Ambientada en Miami, El botín sitúa a un equipo de la policía centrada en la incautación de dinero ilegal que deberá hacer frente a misteriosas amenazas externas y a la propia desconfianza entre los distintos miembros del equipo cuando descubren un alijo de dinero que desborda todas sus expectativas.
Dirige Joe Carnahan, infravalorado director de acción venido a menos en los últimos años pero que nos regaló grandes películas como Narc (la obra que le dio a conocer y la que más emparenta con El botín), El equipo A o esa joya a redescubrir llamada Infierno blanco, también conocida como “Liam Neeson contra los lobos”. Últimamente había dirigido las muy serie B Boss level y Juego de asesinos.
Y lo cierto es que es una alegría tenerle de vuelta en una película de “primera línea”. Y lo pongo entre comillas porque es bien sabido que, con el reparto que maneja El botín, esta podría haber sido un estreno principal de cualquier semana en los cines. Pero así están las cosas.

Carnahan rueda una película de claros tintes noventeros basada en tres conceptos: la tensión progresiva basada en la creciente paranoia entre los propios miembros del equipo en una trama de policías corruptos (como nos gusta ese subgénero), la acción con buenas dosis de testosterona (las mujeres del reparto tienen poca presencia, y eso que esta mi adorada Tenaya Taylor, lo mejor de Una batalla tras otra) y la localización de la mayor parte de la trama en un solo lugar, emparentado a El botín con películas como Reservoir Dogs.
Y funciona, porque Carnahan es un experto en esto de manejar la tensión.
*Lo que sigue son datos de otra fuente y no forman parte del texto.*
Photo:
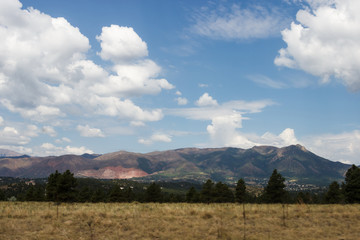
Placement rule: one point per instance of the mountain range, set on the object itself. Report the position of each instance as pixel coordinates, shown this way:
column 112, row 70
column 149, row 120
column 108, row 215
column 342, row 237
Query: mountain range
column 220, row 164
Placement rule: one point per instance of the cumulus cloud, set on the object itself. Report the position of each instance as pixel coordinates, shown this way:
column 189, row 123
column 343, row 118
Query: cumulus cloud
column 120, row 44
column 343, row 147
column 234, row 22
column 49, row 131
column 49, row 149
column 45, row 75
column 225, row 109
column 158, row 137
column 86, row 131
column 181, row 101
column 206, row 100
column 325, row 42
column 11, row 136
column 63, row 140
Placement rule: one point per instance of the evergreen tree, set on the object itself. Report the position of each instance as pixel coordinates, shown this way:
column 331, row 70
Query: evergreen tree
column 192, row 195
column 98, row 196
column 352, row 185
column 30, row 194
column 240, row 191
column 2, row 195
column 85, row 194
column 153, row 193
column 128, row 194
column 275, row 189
column 52, row 186
column 39, row 193
column 207, row 192
column 66, row 187
column 334, row 195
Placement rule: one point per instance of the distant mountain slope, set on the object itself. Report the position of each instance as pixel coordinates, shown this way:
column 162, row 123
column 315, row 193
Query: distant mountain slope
column 219, row 164
column 8, row 153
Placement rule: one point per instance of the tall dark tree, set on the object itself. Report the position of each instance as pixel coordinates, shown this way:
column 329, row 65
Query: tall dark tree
column 153, row 193
column 52, row 186
column 207, row 192
column 30, row 194
column 275, row 190
column 240, row 191
column 334, row 194
column 2, row 195
column 98, row 196
column 352, row 185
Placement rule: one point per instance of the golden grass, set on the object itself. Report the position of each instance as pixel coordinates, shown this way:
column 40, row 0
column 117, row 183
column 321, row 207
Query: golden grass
column 177, row 221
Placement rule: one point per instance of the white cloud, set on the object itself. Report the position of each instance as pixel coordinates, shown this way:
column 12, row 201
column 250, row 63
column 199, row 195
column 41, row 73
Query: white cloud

De hecho, la película gana en los momentos en los que no se dispara, y eso que las escenas de acción están rodadas con gran realismo.
El botín no busca ni inquietar ni concienciar, es una película de evasión repleta de personajes duros y expeditivos, con giros en la trama que nos distraerán durante las casi dos horas de película.
A esto se añade el carisma de su reparto. Es bien sabido que Matt Damon y Ben Affleck son grandes amigos y que juntos tienen un Oscar por el guión de El indomable Will Hunting. Aunque ambos tienen carreras dispares (la de Damon es, de lejos, mucho más consistente), recientemente han vuelto a colaborar en películas como El último duelo o Air.

Su buena relación se nota en la gran química que desprenden. Sobre todo destaca la inversión de papeles, con Affleck haciendo el papel del policía aparentemente más honesto y Damon el de alguien más en el filo del abismo.
De hecho, sus interpretaciones son tan acertadas que, por poner algún pero, eclipsan al resto del reparto, más deslucido. Y eso que El botín cuenta con actores como la mencionada Teyana Taylor, la Supergirl del Snyderverse Sasha Caile, Steven Yeun o Kyle Chandler.
En definitiva, tenía mis dudas con El botín, al ser una película con reparto de primer nivel que se estrenaba directamente en plataformas. Pero nada más lejos de la realidad, la película cumple con lo que promete. Es un sobrio y efectivo thriller policiaco con realistas escenas de acción y una conseguida tensión in crescendo que os hará pasar un buen rato.
¡Un saludo y sed felices!
¡Nos leemos en Las cosas que nos hacen felices!